In this paper we present a historical and scientific account of the development of the theory of the Löwner–Kufarev classical and stochastic equations spanning the 90-year period from the seminal paper by K. Löwner in 1923 to recent generalizations and stochastic versions and their relations to conformal field theory.

The Schwarz Lemma has given impetus to developments in several areas of complex analysis and mathematics in general. We survey some investigations related to its three parts (invariance, rigidity, and distortion) that began early in the twentieth century and are still being carried out. We consider only functions analytic in the unit disk. Special attention is devoted to the Boundary Schwarz Lemma and to applications of the Schwarz–Pick Lemma and the Boundary Schwarz Lemma to modern rigidity theory and complex dynamics.

Coorbit theory arose as an attempt to describe in a unified fashion the properties of the continuous wavelet transform and the STFT (Short-time Fourier transform) by taking a group theoretical viewpoint. As a consequence H.G. Feichtinger and K.H. Gröchenig have established a rather general approach to atomic decomposition for families of Banach spaces (of functions, distributions, analytic functions, etc.) through integrable group representations (see Feichtinger and Gröchenig (Lect. Notes Math. 1302:52–73, 1988; J. Funct. Anal. 86(2):307–340, 1989; Monatsh. Math. 108(2–3):129–148, 1989), Gröchenig (Monatsh. Math. 112(3):1–41, 1991)), now known as coorbit theory.They gave also examples for the abstract theory and until now this approach gives new insights on atomic decompositions, even for cases where concrete examples can be obtained by other methods. Due to the flexibility of this theory the class of possible atoms is much larger than it was supposed to be in concrete cases.
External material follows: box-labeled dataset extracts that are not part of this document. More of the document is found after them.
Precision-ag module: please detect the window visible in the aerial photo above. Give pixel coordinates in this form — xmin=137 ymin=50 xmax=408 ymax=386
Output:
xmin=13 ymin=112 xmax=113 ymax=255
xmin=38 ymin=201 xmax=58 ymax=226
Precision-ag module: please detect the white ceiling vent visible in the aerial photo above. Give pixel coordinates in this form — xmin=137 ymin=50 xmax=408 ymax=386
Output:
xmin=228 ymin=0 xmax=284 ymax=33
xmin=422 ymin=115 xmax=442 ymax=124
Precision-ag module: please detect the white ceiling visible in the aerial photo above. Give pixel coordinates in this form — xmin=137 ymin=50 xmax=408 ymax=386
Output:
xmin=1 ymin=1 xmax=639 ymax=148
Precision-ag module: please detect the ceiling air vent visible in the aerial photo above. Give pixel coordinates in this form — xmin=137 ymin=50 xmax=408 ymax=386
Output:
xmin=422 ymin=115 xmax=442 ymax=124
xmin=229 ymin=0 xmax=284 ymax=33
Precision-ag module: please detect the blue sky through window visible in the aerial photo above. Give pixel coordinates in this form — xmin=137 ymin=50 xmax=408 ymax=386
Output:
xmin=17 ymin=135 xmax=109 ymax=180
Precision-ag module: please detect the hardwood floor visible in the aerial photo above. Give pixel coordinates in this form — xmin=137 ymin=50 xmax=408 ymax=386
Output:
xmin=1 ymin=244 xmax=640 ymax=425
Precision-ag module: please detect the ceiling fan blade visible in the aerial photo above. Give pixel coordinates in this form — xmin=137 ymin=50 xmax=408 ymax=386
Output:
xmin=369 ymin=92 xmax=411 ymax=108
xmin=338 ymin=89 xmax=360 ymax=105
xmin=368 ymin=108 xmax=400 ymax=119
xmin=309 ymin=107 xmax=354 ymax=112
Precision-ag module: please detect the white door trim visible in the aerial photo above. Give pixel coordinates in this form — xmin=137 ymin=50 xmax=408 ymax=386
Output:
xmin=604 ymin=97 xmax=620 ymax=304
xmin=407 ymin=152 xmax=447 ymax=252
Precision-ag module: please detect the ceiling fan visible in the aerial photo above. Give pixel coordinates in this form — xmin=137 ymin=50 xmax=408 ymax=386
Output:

It is a remarkable fact that almost all classical function spaces in real and complex variable theory occur naturally as coorbit spaces related to certain integrable representations.In the present paper we present an overview of the general theory and applications for the case of the weighted Bergman spaces over the unit disc, indicating the benefits of the group theoretic perspective (more flexibility, at least at a qualitative level, more general atoms).

This survey describes recent advances on quadrature domains that were made in the context of the ESF Network on Harmonic and Complex Analysis and its Applications (2007–2012). These results concern quadrature domains, and their two-phase counterparts, for harmonic, subharmonic and analytic functions.

We give an overview of some recent developments concerning harmonic and other moments of plane domains, their relationship to the Cauchy and exponential transforms, and to the meromorphic resultant and elimination function. The paper also connects to certain topics in mathematical physics, for example domain deformations generated by harmonic gradients (Laplacian growth) and related integrable structures.

Starting from the Virasoro algebra and its relatives the generalization to higher genus compact Riemann surfaces was initiated by Krichever and Novikov. The elements of these algebras are meromorphic objects which are holomorphic outside a finite set of points. A crucial and non-trivial point is to establish an almost-grading replacing the honest grading in the Virasoro case. Such an almost-grading is given by splitting the set of points of possible poles into two non-empty disjoint subsets. Krichever and Novikov considered the two-point case. Schlichenmaier studied the most general multi-point situation with arbitrary splittings. Here we will review the path of developments from the Virasoro algebra to its higher genus and multi-point analogs. The starting point will be a Poisson algebra structure on the space of meromorphic forms of all weights. As sub-structures the vector field algebras, function algebras, Lie superalgebras and the related current algebras show up. All these algebras will be almost-graded. In detail almost-graded central extensions are classified. In particular, for the vector field algebra it is essentially unique. The defining cocycle is given in geometric terms. Some applications, including the semi-infinite wedge form representations are recalled. We close by giving some remarks on the Lax operator algebras introduced recently by Krichever and Sheinman.